Participation of the poor in mainstreaming gender empowerment for civil society stakeholders to promote country ownership of good governance for community-driven sustainable development

I have just stumbled across a great series of articles on buzzwords in development. Some aid workers and development scholars are so jaded by these vague but ubiquitous buzzwords that they play “Development Bingo.” Whenever a development pro is giving a lecture, they hold Bingo cards marked with all the buzzwords and check them off whenever the lecturer mentions them in the talk. When they have got a full set of buzzwords, they stand up and shout “Development!” (No doubt leaving more than a few lecturers baffled.) My favorite article discovery is Andrea Cornwall, Historical Perspectives on Participation in Development, Commonwealth and Comparative Politics, Vol. 44, No. 1, 49-65, March 2006. Professor Cornwall is a brilliant anthropologist at the Institute of Development Studies at the University of Sussex. She also guest-edited a fascinating special issue of the journal Development in Practice (2007, Volume 17, Issue 4) devoted to “buzzwords and fuzzwords.”

In my favorite article, Professor Cornwall gives a history of how the aid powers that be have resorted to the buzzword of “participation” to convey good intentions to give the “power to the poor” over aid affairs, while never in fact ceding any such powers.

What is most scary is that “participation” as a buzzword goes all the way back into colonial times. In 1929, a British MP told the Parliament that they had a “moral responsibility” to give colonial subjects “some participation in the shaping of their own destinies.” Right after World War II, the Labour government would “inspire these {colonial subject} men with the hope that, as never before …. London could assist them in their work of extending popular participation in public affairs.” The irony that these promises were made by an authoritarian empire run from London apparently escaped notice. The US Foreign Assistance Act of 1966 similarly promised to emphasize “maximum participation…on the part of the people of the developing countries” -- all while the US was propping up dictatorial Cold War allies who were not too interested in giving power to anyone besides themselves.

Today of course, “participation” (and synonyms like “community-driven,” “empowering stakeholders”, “local ownership” etc. etc.) is everywhere in aid documents. Yet the aid powers giving away their power is not exactly going to happen anytime soon. Cornwall cites the 1998 World Bank “Participation” manual, which lists “the poor and disadvantaged” as only one of many stakeholder groups (another is “World Bank management, staff, and shareholders.”) I wonder which stakeholder is going to win the next battle.

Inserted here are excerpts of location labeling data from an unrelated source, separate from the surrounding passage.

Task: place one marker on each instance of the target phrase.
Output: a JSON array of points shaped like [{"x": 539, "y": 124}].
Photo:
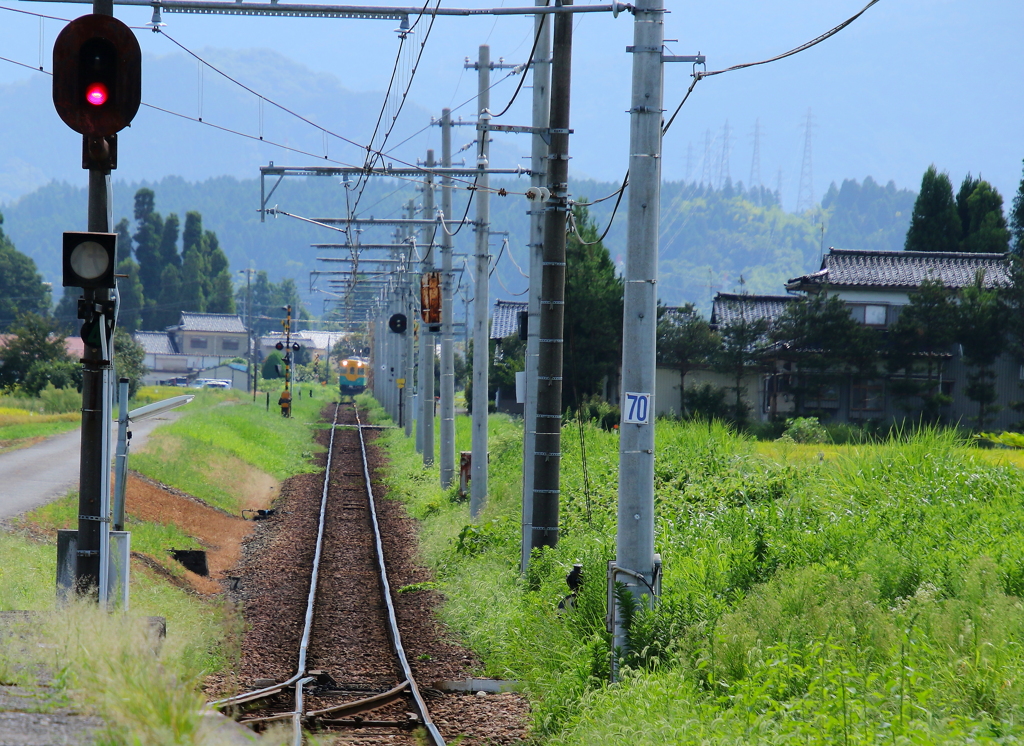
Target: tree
[
  {"x": 123, "y": 229},
  {"x": 827, "y": 344},
  {"x": 963, "y": 196},
  {"x": 934, "y": 223},
  {"x": 743, "y": 343},
  {"x": 168, "y": 311},
  {"x": 128, "y": 357},
  {"x": 981, "y": 331},
  {"x": 132, "y": 298},
  {"x": 926, "y": 327},
  {"x": 148, "y": 234},
  {"x": 986, "y": 228},
  {"x": 34, "y": 340},
  {"x": 1017, "y": 220},
  {"x": 593, "y": 326},
  {"x": 684, "y": 340},
  {"x": 22, "y": 288}
]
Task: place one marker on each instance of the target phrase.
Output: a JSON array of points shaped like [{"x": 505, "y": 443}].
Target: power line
[{"x": 698, "y": 76}]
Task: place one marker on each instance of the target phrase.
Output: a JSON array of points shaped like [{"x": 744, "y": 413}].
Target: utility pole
[
  {"x": 478, "y": 480},
  {"x": 249, "y": 325},
  {"x": 426, "y": 337},
  {"x": 448, "y": 322},
  {"x": 547, "y": 455},
  {"x": 539, "y": 158},
  {"x": 409, "y": 310},
  {"x": 635, "y": 560},
  {"x": 286, "y": 395}
]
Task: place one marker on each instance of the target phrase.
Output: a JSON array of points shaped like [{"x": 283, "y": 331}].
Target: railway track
[{"x": 340, "y": 682}]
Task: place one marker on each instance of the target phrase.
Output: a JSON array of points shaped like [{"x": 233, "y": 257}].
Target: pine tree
[
  {"x": 168, "y": 310},
  {"x": 684, "y": 340},
  {"x": 927, "y": 326},
  {"x": 1017, "y": 220},
  {"x": 148, "y": 235},
  {"x": 220, "y": 289},
  {"x": 963, "y": 210},
  {"x": 22, "y": 288},
  {"x": 169, "y": 242},
  {"x": 934, "y": 223},
  {"x": 987, "y": 230},
  {"x": 132, "y": 298},
  {"x": 123, "y": 229},
  {"x": 593, "y": 327},
  {"x": 982, "y": 333}
]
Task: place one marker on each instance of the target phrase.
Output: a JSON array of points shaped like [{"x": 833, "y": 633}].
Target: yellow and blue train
[{"x": 352, "y": 377}]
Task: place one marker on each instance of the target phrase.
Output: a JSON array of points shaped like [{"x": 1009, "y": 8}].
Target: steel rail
[
  {"x": 394, "y": 632},
  {"x": 299, "y": 679},
  {"x": 266, "y": 692}
]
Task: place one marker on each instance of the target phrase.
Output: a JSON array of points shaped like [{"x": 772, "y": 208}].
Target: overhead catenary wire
[
  {"x": 525, "y": 68},
  {"x": 697, "y": 77},
  {"x": 262, "y": 97}
]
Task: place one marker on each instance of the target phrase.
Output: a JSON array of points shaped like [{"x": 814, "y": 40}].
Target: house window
[
  {"x": 826, "y": 398},
  {"x": 864, "y": 397},
  {"x": 868, "y": 315}
]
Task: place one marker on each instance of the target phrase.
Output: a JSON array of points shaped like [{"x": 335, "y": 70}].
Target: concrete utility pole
[
  {"x": 478, "y": 480},
  {"x": 426, "y": 338},
  {"x": 547, "y": 454},
  {"x": 408, "y": 309},
  {"x": 448, "y": 321},
  {"x": 249, "y": 326},
  {"x": 635, "y": 560},
  {"x": 539, "y": 162}
]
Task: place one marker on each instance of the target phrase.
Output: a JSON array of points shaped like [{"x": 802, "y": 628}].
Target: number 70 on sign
[{"x": 637, "y": 408}]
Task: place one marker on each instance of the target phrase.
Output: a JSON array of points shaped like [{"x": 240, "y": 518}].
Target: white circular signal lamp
[{"x": 89, "y": 260}]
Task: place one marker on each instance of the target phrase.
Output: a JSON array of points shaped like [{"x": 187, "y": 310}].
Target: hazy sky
[{"x": 912, "y": 82}]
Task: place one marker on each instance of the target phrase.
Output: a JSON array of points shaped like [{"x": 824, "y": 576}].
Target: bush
[
  {"x": 597, "y": 410},
  {"x": 708, "y": 401},
  {"x": 805, "y": 430}
]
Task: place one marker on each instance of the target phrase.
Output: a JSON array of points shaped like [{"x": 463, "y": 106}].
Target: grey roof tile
[
  {"x": 850, "y": 268},
  {"x": 158, "y": 343},
  {"x": 729, "y": 308}
]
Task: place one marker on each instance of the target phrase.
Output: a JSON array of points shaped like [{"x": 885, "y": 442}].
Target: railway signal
[
  {"x": 88, "y": 259},
  {"x": 97, "y": 75},
  {"x": 397, "y": 323}
]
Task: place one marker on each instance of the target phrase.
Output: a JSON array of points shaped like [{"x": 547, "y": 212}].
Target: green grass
[
  {"x": 107, "y": 663},
  {"x": 848, "y": 595},
  {"x": 221, "y": 435},
  {"x": 150, "y": 538},
  {"x": 20, "y": 426}
]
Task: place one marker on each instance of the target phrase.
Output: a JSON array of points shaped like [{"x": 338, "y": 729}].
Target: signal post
[{"x": 97, "y": 89}]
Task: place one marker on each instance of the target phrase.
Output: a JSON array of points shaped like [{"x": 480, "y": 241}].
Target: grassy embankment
[
  {"x": 854, "y": 595},
  {"x": 104, "y": 662}
]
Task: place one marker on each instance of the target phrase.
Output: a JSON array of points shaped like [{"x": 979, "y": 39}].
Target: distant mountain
[
  {"x": 39, "y": 147},
  {"x": 711, "y": 239}
]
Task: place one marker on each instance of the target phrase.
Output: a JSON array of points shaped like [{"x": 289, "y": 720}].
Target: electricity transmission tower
[
  {"x": 805, "y": 192},
  {"x": 756, "y": 159},
  {"x": 723, "y": 161}
]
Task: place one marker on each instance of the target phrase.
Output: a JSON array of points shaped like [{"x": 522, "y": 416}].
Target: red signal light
[{"x": 96, "y": 94}]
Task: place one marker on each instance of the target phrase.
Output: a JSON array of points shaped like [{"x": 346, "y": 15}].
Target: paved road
[{"x": 31, "y": 477}]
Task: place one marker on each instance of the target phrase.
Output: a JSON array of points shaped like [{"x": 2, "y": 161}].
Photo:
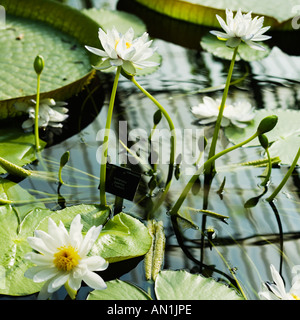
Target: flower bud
[
  {"x": 39, "y": 64},
  {"x": 157, "y": 117},
  {"x": 263, "y": 141},
  {"x": 267, "y": 124}
]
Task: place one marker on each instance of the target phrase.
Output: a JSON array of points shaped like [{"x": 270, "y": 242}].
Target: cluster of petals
[
  {"x": 277, "y": 291},
  {"x": 123, "y": 50},
  {"x": 238, "y": 114},
  {"x": 51, "y": 113},
  {"x": 49, "y": 245},
  {"x": 242, "y": 27}
]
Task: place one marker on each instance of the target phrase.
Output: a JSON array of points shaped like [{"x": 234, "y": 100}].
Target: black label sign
[{"x": 121, "y": 182}]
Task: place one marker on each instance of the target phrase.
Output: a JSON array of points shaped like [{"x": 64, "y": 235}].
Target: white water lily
[
  {"x": 242, "y": 28},
  {"x": 277, "y": 291},
  {"x": 124, "y": 50},
  {"x": 51, "y": 113},
  {"x": 62, "y": 258},
  {"x": 239, "y": 114}
]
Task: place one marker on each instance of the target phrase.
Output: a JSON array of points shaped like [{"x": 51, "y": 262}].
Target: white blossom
[
  {"x": 277, "y": 291},
  {"x": 62, "y": 258},
  {"x": 124, "y": 50},
  {"x": 242, "y": 28},
  {"x": 238, "y": 114}
]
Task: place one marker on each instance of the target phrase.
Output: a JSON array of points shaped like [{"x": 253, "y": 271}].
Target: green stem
[
  {"x": 173, "y": 142},
  {"x": 189, "y": 185},
  {"x": 106, "y": 138},
  {"x": 284, "y": 180},
  {"x": 220, "y": 115},
  {"x": 267, "y": 178},
  {"x": 36, "y": 119}
]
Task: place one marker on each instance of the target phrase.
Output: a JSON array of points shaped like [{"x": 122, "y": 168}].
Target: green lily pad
[
  {"x": 285, "y": 137},
  {"x": 169, "y": 285},
  {"x": 55, "y": 31},
  {"x": 218, "y": 48},
  {"x": 17, "y": 147},
  {"x": 182, "y": 285},
  {"x": 119, "y": 290},
  {"x": 277, "y": 14},
  {"x": 123, "y": 237},
  {"x": 119, "y": 19}
]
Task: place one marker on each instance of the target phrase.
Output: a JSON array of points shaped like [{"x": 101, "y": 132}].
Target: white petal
[
  {"x": 95, "y": 263},
  {"x": 39, "y": 245},
  {"x": 39, "y": 259},
  {"x": 60, "y": 279},
  {"x": 97, "y": 51},
  {"x": 45, "y": 275},
  {"x": 220, "y": 35},
  {"x": 94, "y": 281},
  {"x": 75, "y": 231}
]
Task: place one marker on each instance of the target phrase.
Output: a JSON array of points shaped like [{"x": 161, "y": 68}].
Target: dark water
[{"x": 253, "y": 238}]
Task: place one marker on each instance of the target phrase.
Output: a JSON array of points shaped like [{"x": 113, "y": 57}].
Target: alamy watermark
[
  {"x": 2, "y": 277},
  {"x": 2, "y": 18},
  {"x": 296, "y": 19},
  {"x": 135, "y": 147}
]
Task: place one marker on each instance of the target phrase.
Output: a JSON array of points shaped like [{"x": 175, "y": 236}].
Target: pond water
[{"x": 252, "y": 238}]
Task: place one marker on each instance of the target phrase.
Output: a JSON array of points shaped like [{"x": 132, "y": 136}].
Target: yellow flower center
[
  {"x": 128, "y": 44},
  {"x": 66, "y": 258}
]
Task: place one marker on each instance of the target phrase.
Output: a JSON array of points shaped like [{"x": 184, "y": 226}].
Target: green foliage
[
  {"x": 54, "y": 31},
  {"x": 283, "y": 138},
  {"x": 16, "y": 146},
  {"x": 219, "y": 49},
  {"x": 169, "y": 285},
  {"x": 203, "y": 11}
]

The main function of buzzwords such as “participation” and “empowerment” is to paper over the ugly reality that there will be some battles of conflicting interests between “the poor and disadvantaged” and other more powerful groups like the World Bank and rulers of poor countries -- and that the poor will almost always lose such battles.

Using clear language instead of buzzwords would at least force us to confront the reality of the battle for real democratic rights. We should use words that have historically been associated with popular movements actually seeking power to the people (even if those are also misused and have conflicting meanings, at least they meant something historically).

One word that is extremely unpopular in aid documents but has great historical resonance on “power to the people” is “liberty.” Neither the 347 page World Bank 1998 “Participation Sourcebook” nor the 372-page World Bank 2006 “Empowerment in Practice” ever mentioned the word “liberty.” The poor cannot have liberty, but they can have lots of empowerment and participation and ownership and civil society. I’d rather have liberty myself.